The paintings of Jean Paul Riopelle (1923–2002) can be found in the collection of the Tate in London, the Art Institute of Chicago and the Peggy Guggenheim Collection in Venice, among others.
It’s a pretty successful résumé, especially for a Quebec artist.
But how often are those works by the late Automatist icon circulated, exhibited and discussed internationally?
Not enough for Michael Audain and Manon Gauthier—the chair and the executive director, respectively, of the new Jean Paul Riopelle Foundation. Launched this past Thursday in Montreal, the new foundation aims to create a wave of programming both around and beyond Riopelle’s centenary, in 2023.
“I’ve been a Riopelle fan since the age 16, when I first saw a small collection of his work,” says Audain. “It was in the 1950s, in a small exhibition in Peterborough, Ontario.”
Audain visited that exhibition with some fellow students from his boarding school, along with the school’s headmaster.
“I remember asking the headmaster, ‘What is that? I’ve never seen paintings like that.’ And he said, ‘That’s abstract art.’”
Since then, much has changed. Audain, as a collector, owns more than 30 Riopelles. He is aware now that Riopelle didn’t view his own art as abstract, but rather as representations of nature. And he wants to share Riopelle’s art—and Riopelle’s views about art—with the world.
“I think all in all, when you sum up what he’s left behind”—some 6,000 artworks in total—“it’s an absolutely astonishing body of work which is equal to any of the artists of the modern age,” Audain contends.
Though Audain might be best known to many in Canadian art circles for his support of BC art and artists—the focus of the Audain Art Museum in Whistler and the $100,000 Audain Artist Prize—he believes Riopelle has been particularly overlooked in the United States, and hopes that the new foundation’s program will help correct that.
One day there may be a physical space for the foundation in Montreal, and other manifestations too.
“The foundation will really take shape in various ways,” says Gauthier. “Our idea is to create a space, a meeting place, to, yes, show his art—but also to explore the various themes that were dear to him,” such as nature and wilderness.

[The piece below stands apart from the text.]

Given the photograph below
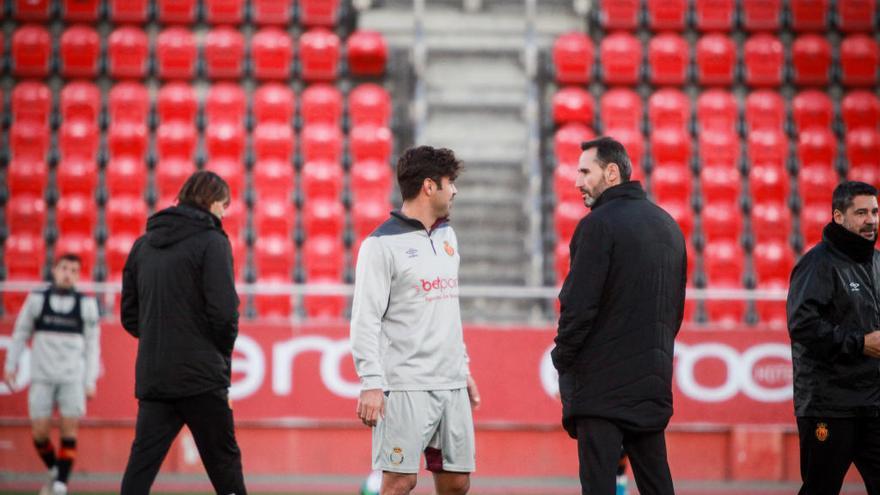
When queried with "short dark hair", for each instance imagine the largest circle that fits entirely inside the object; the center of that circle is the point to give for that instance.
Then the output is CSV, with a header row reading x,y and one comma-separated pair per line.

Gauthier could be well positioned to locate or refurbish a physical space for the Riopelle Foundation and its related programs. From 2013 to 2017 she served on the municipal cabinet as an elected official, with a focus on culture in the city of Montreal.
“We want this foundation to be in a physical space but also, virtually, to be a way for the collections and collaborations between museums, institutions, philanthropists and higher and elementary education institutions to exchange, to communicate and to share in this rediscovery of Riopelle’s art,” says Gauthier.
The new foundation was incorporated in 2018 and got charitable status earlier in 2019, before its public launch last week. On its board are collectors and patrons André Desmarais and Pierre Lassonde, Senator Serge Joyal, art historian John Porter and the artist’s daughter, Yseult Riopelle.
Acting as a resource for scholars and as a depository for Riopelle’s archives is another goal. For instance, the executive director and board will be working together to figure out how to reach younger generations with Riopelle’s art.
“Most importantly,” says Gauthier, “we are not just here to convince the select few, but to reach out to new audiences.”